Former Mets relief pitcher Adam Ottavino walks to the dugout...

Former Mets relief pitcher Adam Ottavino walks to the dugout after being taken out of the game against the Washington Nationals at Citi Field on July 9, 2024. Credit: Kathleen Malone-Van Dyke

By the time the Mets whimpered out of the regular season, they’d had eight pitchers suffer season-ending injuries and five undergo Tommy John surgery. It was, in a word, disastrous, but on Thursday, Adam Ottavino found a few more: “embarrassing” and “pathetic.”

Speaking on his “Baseball & Coffee” podcast, the former Mets reliever leveled a scathing criticism at Carlos Mendoza, saying the manager used his relievers “haphazardly,” leading to injury.

“This upsets me deep in my soul,” said Ottavino, who pitched for the team from 2022-24. “This is embarrassing. This is actually pathetic — like pathetic. I would have never let this happen if I was on the team last year. At least half these guys wouldn't have blown out. I would have protected these dudes myself. I would have [jumped] in front of them myself. Unfortunately, there was nobody willing to stand up and talk to Carlos this year.”

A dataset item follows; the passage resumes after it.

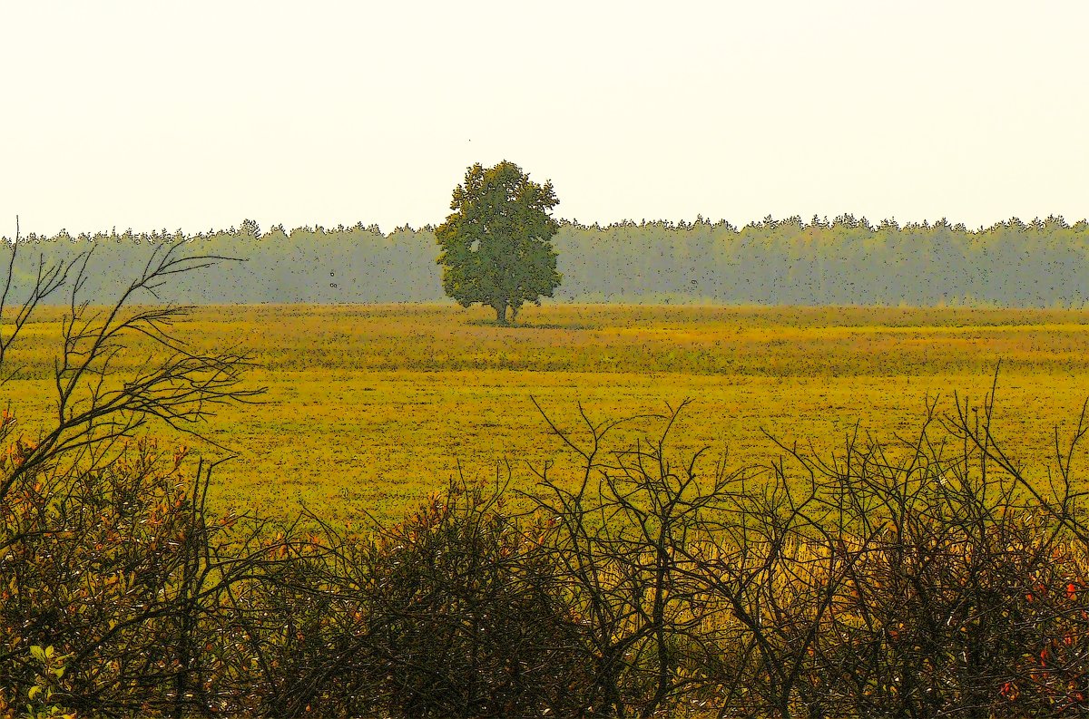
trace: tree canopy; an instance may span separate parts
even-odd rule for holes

Ottavino went on to say that Mendoza was “a really good ‘under stress’ manager” but lacked bedside manner when players got hurt.

“There's a lot of pressure for guys to play, even when they feel a little compromised,” he said. “I know that from the inside . . .  [Mendoza] has no idea what he's doing when it comes to bullpen guys and how to keep them healthy, or even really how to care about them at all. There's no communication there. There's no feel there.”

Ottavino’s comments are in stark contrast with those made by president of baseball operations David Stearns, who, at the general managers' meetings in Las Vegas earlier this month, said the Mets didn’t have a pitching injury problem.

“If you look at our injuries in our organizations, even at the major-league level, we certainly are not outliers relative to the league,” Stearns said. “This is an industry-wide phenomenon. I have a lot of confidence in our medical staff. I think we have a very good medical staff.

“I think what happened to us is that we had a string of injuries to pitchers who were pitching very well and then the replacements for when those guys got hurt, frankly, didn’t pitch very well, and it really exacerbated the injury issues we had. But I don’t think we have an issue with our training protocols or our workload protocols or anything like that.”

Tylor Megill, Dedniel Nunez, Danny Young, Frankie Montas and Reed Garrett suffered UCL tears in 2025 and Max Kranick went down with a flexor strain. In non-arm-related but season-ending injuries, A.J. Minter tore his left lat and Griffin Canning ruptured his left Achilles. Brooks Raley, Drew Smith and Christian Scott  had Tommy John surgery the previous year.

The Mets ended up using an MLB-record 46 different pitchers last season, and the injuries, short starts and porous bullpen were among the biggest reasons for their collapse.

“They need to do better, so I'm not going to sugarcoat that too much,” Ottavino said. “They should not be injuring this many pitchers, especially relief pitchers. There's no excuse for it. Spread it around a little bit in the first half, and then maybe . . . [you] won't blow through all your guys and have a total nosedive in the second half [where] nobody can get any outs and you're relying on a bunch of pitchers that you didn't want on the staff in the first place.”

He said he hopes treating relievers as disposable "is not an actual strategy" because "eventually people will catch on."

Ottavino also called on players to advocate for themselves because "the team is not going to keep them healthy."

"It's funny, [the Mets] were bragging about how good they were at keeping people healthy the year before, when it had nothing to do with them. So yeah, I'm a little annoyed, because these are guys that should be playing."